Storm Over Asia

Bruce Loeb on Piano (Potomok Chingis-Khan/The Heir to Genghis-Khan). The last film in V. I. Pudovkin's "crisis of conscience" trilogy (with Mother and The End of St. Petersburg), Storm Over Asia is an epic, at once heroic and ironic, of an exploited Mongolian hunter who eventually rises to rout out the occupying British forces. Joining the partisans after being cheated by an English fur trader, young Bair is captured and executed...almost. When an amulet identifying him as a descendent of Genghis-Khan is found among his effects, he is hastily patched up and installed as a puppet king. During a party of foreign society notables, the King becomes revolted (an image out of Surrealism's canon), and instigates an uprising-the storm over Asia.

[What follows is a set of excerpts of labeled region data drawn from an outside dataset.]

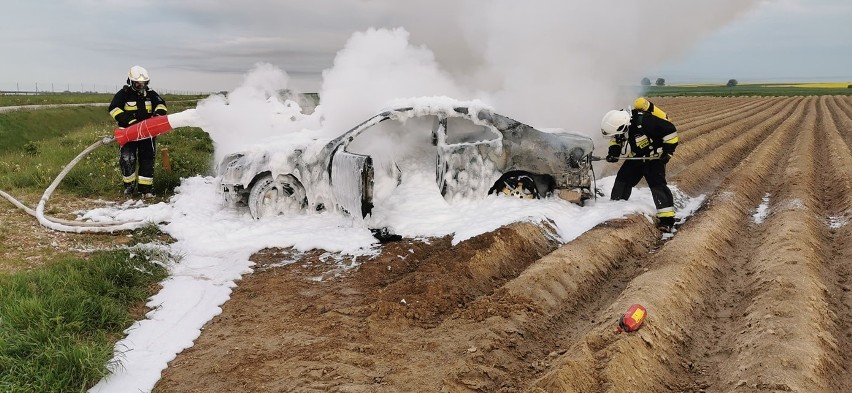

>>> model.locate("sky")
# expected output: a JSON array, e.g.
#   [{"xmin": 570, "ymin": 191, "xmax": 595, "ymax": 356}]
[
  {"xmin": 0, "ymin": 0, "xmax": 852, "ymax": 99},
  {"xmin": 76, "ymin": 95, "xmax": 704, "ymax": 393},
  {"xmin": 0, "ymin": 0, "xmax": 852, "ymax": 392}
]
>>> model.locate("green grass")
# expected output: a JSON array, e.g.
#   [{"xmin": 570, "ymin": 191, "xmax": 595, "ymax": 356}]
[
  {"xmin": 0, "ymin": 103, "xmax": 213, "ymax": 198},
  {"xmin": 643, "ymin": 83, "xmax": 852, "ymax": 97},
  {"xmin": 0, "ymin": 93, "xmax": 205, "ymax": 110},
  {"xmin": 0, "ymin": 101, "xmax": 213, "ymax": 393},
  {"xmin": 0, "ymin": 249, "xmax": 167, "ymax": 393}
]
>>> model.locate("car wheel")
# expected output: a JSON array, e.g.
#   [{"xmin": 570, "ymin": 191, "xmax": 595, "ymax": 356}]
[
  {"xmin": 248, "ymin": 174, "xmax": 305, "ymax": 220},
  {"xmin": 491, "ymin": 172, "xmax": 538, "ymax": 199}
]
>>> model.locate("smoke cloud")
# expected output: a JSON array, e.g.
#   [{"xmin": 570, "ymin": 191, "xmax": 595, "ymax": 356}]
[{"xmin": 199, "ymin": 0, "xmax": 760, "ymax": 156}]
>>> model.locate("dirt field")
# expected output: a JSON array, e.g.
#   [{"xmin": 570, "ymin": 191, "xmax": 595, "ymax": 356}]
[
  {"xmin": 10, "ymin": 96, "xmax": 852, "ymax": 392},
  {"xmin": 148, "ymin": 96, "xmax": 852, "ymax": 392}
]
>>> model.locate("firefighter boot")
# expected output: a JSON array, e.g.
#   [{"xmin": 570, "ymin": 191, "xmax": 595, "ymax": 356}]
[
  {"xmin": 124, "ymin": 183, "xmax": 136, "ymax": 198},
  {"xmin": 657, "ymin": 217, "xmax": 674, "ymax": 233}
]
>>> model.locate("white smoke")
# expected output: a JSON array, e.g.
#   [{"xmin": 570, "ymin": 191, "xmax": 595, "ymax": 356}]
[{"xmin": 193, "ymin": 0, "xmax": 760, "ymax": 161}]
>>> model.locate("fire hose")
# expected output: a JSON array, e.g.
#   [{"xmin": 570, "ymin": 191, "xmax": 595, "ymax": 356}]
[{"xmin": 0, "ymin": 113, "xmax": 185, "ymax": 233}]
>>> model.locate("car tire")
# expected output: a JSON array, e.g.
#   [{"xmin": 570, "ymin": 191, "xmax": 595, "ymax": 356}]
[
  {"xmin": 489, "ymin": 171, "xmax": 539, "ymax": 199},
  {"xmin": 248, "ymin": 174, "xmax": 305, "ymax": 220}
]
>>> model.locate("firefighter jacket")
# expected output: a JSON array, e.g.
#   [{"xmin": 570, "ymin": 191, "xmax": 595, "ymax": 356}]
[
  {"xmin": 608, "ymin": 98, "xmax": 678, "ymax": 157},
  {"xmin": 109, "ymin": 86, "xmax": 168, "ymax": 127}
]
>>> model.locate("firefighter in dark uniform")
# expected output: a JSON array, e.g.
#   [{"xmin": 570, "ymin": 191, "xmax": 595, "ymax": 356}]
[
  {"xmin": 601, "ymin": 97, "xmax": 678, "ymax": 232},
  {"xmin": 109, "ymin": 65, "xmax": 168, "ymax": 198}
]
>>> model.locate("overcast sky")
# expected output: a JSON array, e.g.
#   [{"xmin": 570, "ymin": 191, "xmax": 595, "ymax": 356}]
[{"xmin": 0, "ymin": 0, "xmax": 852, "ymax": 92}]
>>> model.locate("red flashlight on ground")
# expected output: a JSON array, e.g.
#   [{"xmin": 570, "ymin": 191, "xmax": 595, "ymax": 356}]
[{"xmin": 618, "ymin": 304, "xmax": 648, "ymax": 333}]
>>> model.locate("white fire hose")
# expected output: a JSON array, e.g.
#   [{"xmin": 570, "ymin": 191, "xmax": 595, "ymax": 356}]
[{"xmin": 0, "ymin": 109, "xmax": 195, "ymax": 233}]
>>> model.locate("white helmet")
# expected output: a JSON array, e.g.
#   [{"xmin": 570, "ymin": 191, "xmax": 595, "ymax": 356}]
[
  {"xmin": 601, "ymin": 110, "xmax": 630, "ymax": 137},
  {"xmin": 127, "ymin": 66, "xmax": 151, "ymax": 82},
  {"xmin": 127, "ymin": 66, "xmax": 151, "ymax": 91}
]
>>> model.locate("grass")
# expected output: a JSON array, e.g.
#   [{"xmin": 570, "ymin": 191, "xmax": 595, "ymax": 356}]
[
  {"xmin": 0, "ymin": 93, "xmax": 205, "ymax": 106},
  {"xmin": 0, "ymin": 95, "xmax": 213, "ymax": 392},
  {"xmin": 0, "ymin": 250, "xmax": 167, "ymax": 393},
  {"xmin": 0, "ymin": 104, "xmax": 213, "ymax": 198}
]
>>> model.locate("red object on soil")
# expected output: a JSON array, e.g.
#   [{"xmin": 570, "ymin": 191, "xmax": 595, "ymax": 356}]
[
  {"xmin": 618, "ymin": 304, "xmax": 648, "ymax": 333},
  {"xmin": 113, "ymin": 116, "xmax": 172, "ymax": 146}
]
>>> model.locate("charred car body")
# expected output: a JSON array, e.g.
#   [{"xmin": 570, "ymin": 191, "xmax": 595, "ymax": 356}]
[{"xmin": 217, "ymin": 101, "xmax": 594, "ymax": 218}]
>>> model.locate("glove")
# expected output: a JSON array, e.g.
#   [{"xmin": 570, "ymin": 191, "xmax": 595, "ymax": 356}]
[{"xmin": 606, "ymin": 145, "xmax": 621, "ymax": 162}]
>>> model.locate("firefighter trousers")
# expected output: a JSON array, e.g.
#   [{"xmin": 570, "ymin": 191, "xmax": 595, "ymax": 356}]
[
  {"xmin": 118, "ymin": 138, "xmax": 157, "ymax": 194},
  {"xmin": 610, "ymin": 160, "xmax": 675, "ymax": 223}
]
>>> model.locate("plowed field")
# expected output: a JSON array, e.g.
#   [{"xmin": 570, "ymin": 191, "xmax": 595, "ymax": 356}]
[{"xmin": 156, "ymin": 96, "xmax": 852, "ymax": 392}]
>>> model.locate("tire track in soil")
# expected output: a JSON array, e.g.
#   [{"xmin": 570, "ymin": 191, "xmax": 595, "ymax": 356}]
[{"xmin": 534, "ymin": 95, "xmax": 804, "ymax": 392}]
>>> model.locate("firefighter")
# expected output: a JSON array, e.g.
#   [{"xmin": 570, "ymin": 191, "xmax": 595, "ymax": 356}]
[
  {"xmin": 601, "ymin": 97, "xmax": 678, "ymax": 232},
  {"xmin": 109, "ymin": 65, "xmax": 168, "ymax": 198}
]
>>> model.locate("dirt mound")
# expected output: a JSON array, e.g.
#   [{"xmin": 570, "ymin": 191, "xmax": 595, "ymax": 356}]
[{"xmin": 155, "ymin": 96, "xmax": 852, "ymax": 392}]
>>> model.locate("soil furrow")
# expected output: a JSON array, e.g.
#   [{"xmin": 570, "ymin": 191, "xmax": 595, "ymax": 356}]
[
  {"xmin": 155, "ymin": 96, "xmax": 852, "ymax": 393},
  {"xmin": 675, "ymin": 100, "xmax": 777, "ymax": 139},
  {"xmin": 815, "ymin": 97, "xmax": 852, "ymax": 392},
  {"xmin": 721, "ymin": 97, "xmax": 837, "ymax": 392},
  {"xmin": 534, "ymin": 93, "xmax": 804, "ymax": 392},
  {"xmin": 671, "ymin": 98, "xmax": 803, "ymax": 195}
]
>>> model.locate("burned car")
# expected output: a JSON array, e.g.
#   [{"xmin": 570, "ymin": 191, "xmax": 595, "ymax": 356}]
[{"xmin": 217, "ymin": 102, "xmax": 594, "ymax": 218}]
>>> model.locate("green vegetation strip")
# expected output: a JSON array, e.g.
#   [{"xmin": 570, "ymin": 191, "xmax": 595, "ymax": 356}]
[
  {"xmin": 0, "ymin": 250, "xmax": 167, "ymax": 393},
  {"xmin": 0, "ymin": 93, "xmax": 206, "ymax": 109},
  {"xmin": 0, "ymin": 102, "xmax": 213, "ymax": 199}
]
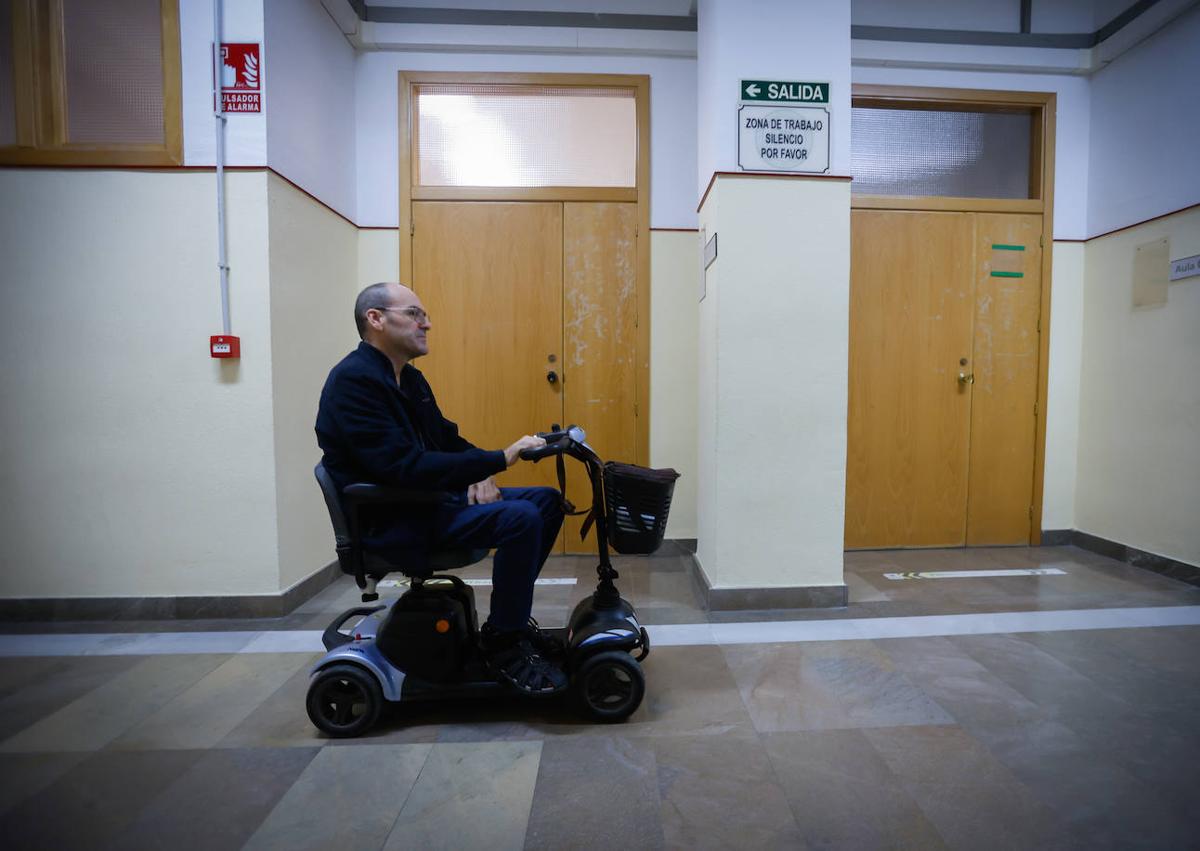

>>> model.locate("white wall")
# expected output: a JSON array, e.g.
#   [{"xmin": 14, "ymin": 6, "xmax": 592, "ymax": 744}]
[
  {"xmin": 1075, "ymin": 208, "xmax": 1200, "ymax": 564},
  {"xmin": 697, "ymin": 176, "xmax": 850, "ymax": 588},
  {"xmin": 264, "ymin": 0, "xmax": 356, "ymax": 220},
  {"xmin": 1034, "ymin": 242, "xmax": 1087, "ymax": 529},
  {"xmin": 179, "ymin": 0, "xmax": 271, "ymax": 166},
  {"xmin": 1087, "ymin": 8, "xmax": 1200, "ymax": 235},
  {"xmin": 355, "ymin": 52, "xmax": 700, "ymax": 228},
  {"xmin": 266, "ymin": 174, "xmax": 360, "ymax": 589},
  {"xmin": 650, "ymin": 230, "xmax": 700, "ymax": 538},
  {"xmin": 0, "ymin": 169, "xmax": 278, "ymax": 597},
  {"xmin": 852, "ymin": 66, "xmax": 1092, "ymax": 239}
]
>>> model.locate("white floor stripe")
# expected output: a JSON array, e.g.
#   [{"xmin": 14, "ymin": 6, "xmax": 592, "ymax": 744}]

The Surrealists recognized in the film the central conflict between colonizer and colonized. "Storm Over Asia is the film of the destiny of the Occident, although its action takes place in the heart of Asia, on the plateaus of Tibet" (Robert Desnos). Moreover, there was much for them to appreciate in Pudovkin's lyrical/psychological montage style, culminating in the over-the-top storm scene containing "all the dust and debris that Pudovkin could imagine...But how else was Pudovkin to end a film subject whose attraction for him had been its fable and exotic imagery, except by hyperbole?" (Jay Leyda, Kino). Nor would the interventionist general's visit to the Grand Lama, who turns out to be a baby, have escaped the Surrealists' sense of marvelous absurdity.